Human work/employment/work relations are complex. In terms of muscular or nervous effort there is no distinction between agreeable and irksome activities, or between those undertaken for pleasure and those undertaken for pay. In many instances severe physical labor, combined with hardship and exposure are undertaken for pleasure by tourists, who even hire and pay guides, for example mountain climbing. Similarly, athletic sports, though often arduous are both professions and undertaken for recreation. A multitude of occupations ordinarily pursued for gain (compensation)–woodworking, gardening, painting, acting—are also pursued by many persons for the satisfaction involved with performing them. However, the greater part of the activity which humans pursue in attaining a living does not give pleasure. The chief reason seems to be that activity, in order to be effective toward attaining a living, must be steady, unvaried, and long-continued; and it must be, in an important sense, not free. The characteristic of most activities that are sources of pleasure in themselves is the element of freshness or novelty, and the absence of compulsion.

A portion of humans may find pleasurable the work they are obliged to perform. But research indicates that most work today is performed for the compensation it brings, and for no other reason. The economists tell us the compensation given is proportionate to the work performed. That work is dubbed irksome by most humans is not surprising. Nor is it surprising that a central problem of work, as defined since the industrial revolution is the conflict over “irksome work” and remuneration for such work.

But there is another view of work in western history.
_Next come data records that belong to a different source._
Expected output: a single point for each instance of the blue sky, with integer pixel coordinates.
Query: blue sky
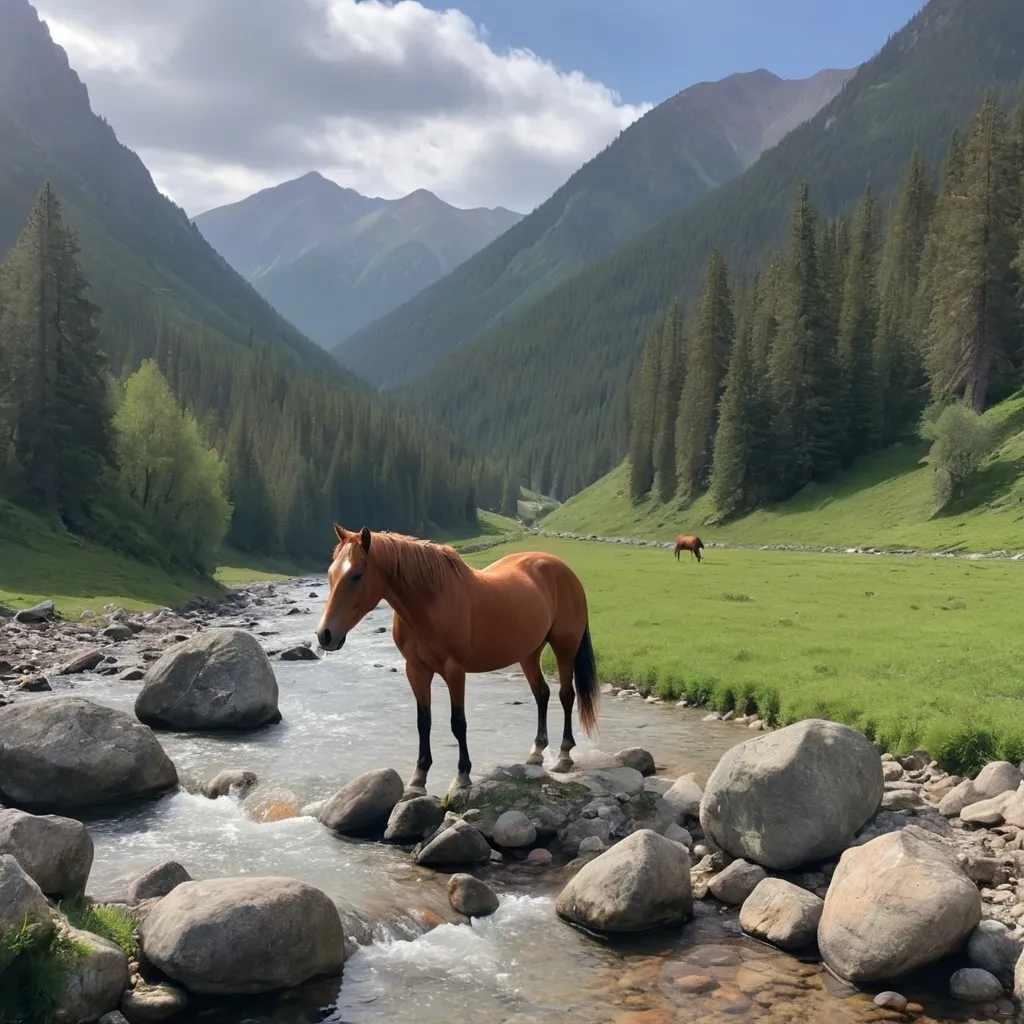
(649, 49)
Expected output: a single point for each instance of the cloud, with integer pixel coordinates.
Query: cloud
(222, 97)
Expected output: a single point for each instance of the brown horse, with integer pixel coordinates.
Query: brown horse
(451, 619)
(690, 544)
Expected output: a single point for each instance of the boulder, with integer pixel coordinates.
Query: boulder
(895, 904)
(640, 884)
(66, 753)
(218, 679)
(779, 912)
(793, 796)
(244, 936)
(93, 985)
(365, 805)
(514, 829)
(157, 882)
(736, 882)
(55, 852)
(471, 896)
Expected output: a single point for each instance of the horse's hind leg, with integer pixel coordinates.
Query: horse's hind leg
(542, 692)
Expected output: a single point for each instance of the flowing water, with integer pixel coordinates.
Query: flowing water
(351, 712)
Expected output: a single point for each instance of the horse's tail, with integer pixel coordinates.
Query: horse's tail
(585, 672)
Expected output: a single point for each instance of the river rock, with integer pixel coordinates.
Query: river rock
(364, 805)
(640, 884)
(971, 984)
(994, 948)
(736, 882)
(779, 912)
(93, 985)
(471, 897)
(460, 843)
(793, 796)
(66, 753)
(514, 829)
(157, 882)
(55, 852)
(244, 936)
(638, 758)
(218, 679)
(895, 904)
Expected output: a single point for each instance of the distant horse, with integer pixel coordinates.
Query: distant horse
(690, 544)
(451, 619)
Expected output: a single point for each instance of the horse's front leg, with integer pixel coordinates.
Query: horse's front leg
(420, 679)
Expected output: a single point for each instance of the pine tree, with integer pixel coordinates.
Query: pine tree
(857, 327)
(707, 365)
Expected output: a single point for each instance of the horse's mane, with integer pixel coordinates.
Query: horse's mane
(418, 564)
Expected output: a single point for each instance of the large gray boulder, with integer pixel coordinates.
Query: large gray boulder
(66, 753)
(895, 904)
(55, 852)
(218, 679)
(642, 883)
(244, 936)
(794, 796)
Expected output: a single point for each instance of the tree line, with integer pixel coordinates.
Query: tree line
(846, 339)
(136, 431)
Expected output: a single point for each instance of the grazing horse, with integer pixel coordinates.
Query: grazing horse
(451, 619)
(690, 544)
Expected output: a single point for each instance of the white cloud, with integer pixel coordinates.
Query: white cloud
(221, 97)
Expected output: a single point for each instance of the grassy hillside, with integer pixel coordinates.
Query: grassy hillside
(886, 501)
(550, 386)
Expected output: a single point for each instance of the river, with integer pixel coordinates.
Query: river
(352, 711)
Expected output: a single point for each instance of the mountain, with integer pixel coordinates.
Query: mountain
(551, 385)
(669, 159)
(333, 261)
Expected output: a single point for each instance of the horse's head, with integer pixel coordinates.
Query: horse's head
(355, 588)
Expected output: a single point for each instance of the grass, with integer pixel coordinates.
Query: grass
(885, 501)
(912, 651)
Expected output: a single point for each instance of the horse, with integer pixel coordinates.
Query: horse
(690, 544)
(450, 619)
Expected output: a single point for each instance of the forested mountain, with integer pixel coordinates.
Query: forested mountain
(676, 154)
(333, 261)
(551, 386)
(302, 440)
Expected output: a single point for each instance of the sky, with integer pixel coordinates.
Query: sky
(491, 102)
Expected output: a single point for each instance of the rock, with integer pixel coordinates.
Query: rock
(365, 805)
(895, 904)
(471, 896)
(683, 799)
(971, 984)
(84, 659)
(70, 752)
(640, 884)
(55, 852)
(146, 1004)
(736, 882)
(412, 819)
(514, 829)
(218, 679)
(460, 843)
(637, 758)
(158, 882)
(793, 796)
(22, 902)
(995, 949)
(244, 936)
(781, 913)
(93, 985)
(237, 779)
(37, 613)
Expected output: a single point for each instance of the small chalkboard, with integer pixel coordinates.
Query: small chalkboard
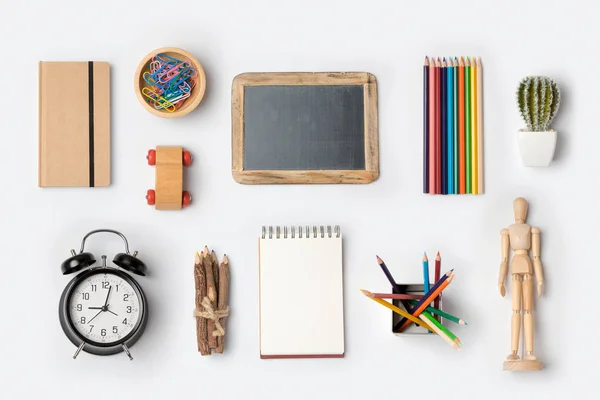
(305, 128)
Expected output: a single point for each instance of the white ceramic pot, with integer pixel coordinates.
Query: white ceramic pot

That view interprets work as a blessing and a source of cheerfulness and pride. Work is not a curse or a punishment. The ideal society is a land of Cockaigne, where all things come by nature and the need to work has vanished. A society in which there is satisfying work available for everybody. Work is the only sure route to human happiness, bringing health, contentment, and personal fulfilment. Work fulfills human life and provides inspiration.

Classical, then neoclassical, then neoliberal economists adopted the work is a curse view. That if possible, all humans who could would avoid it. Over 300 years they’ve spread this view as far as they could in the western world. Forced it on that world. This view has proven beneficial to western elites, including large capitalists and the wealthy; very detrimental for everyone else. In this view, the laboring classes worked only out of necessity. To avoid starvation, or to acquire additional goods that they coveted for their practical utility or as a means of keeping ahead of their neighbors. Without either stick or carrot, the inertial force of human indolence would surely reassert itself. In these terms, could time not working ever be a positive thing? But this view is now so ingrained, taken-for-granted in western societies that even so-called “liberals” can’t escape seeing work in its terms. For that reason (and others) proposals like those made in New York always provoke strong opposition. As the Republicans in Congresses express it, only those who work deserve social services, access to education, or citizenship. Even if those so described are disabled or caring for disabled persons or small children. Truthfulness of Republicans is always an uncertainty, for me. Whether these are honest sentiment, or simply a cover for serving the interests of their wealthy patrons and political comrades is a question we must continually ask.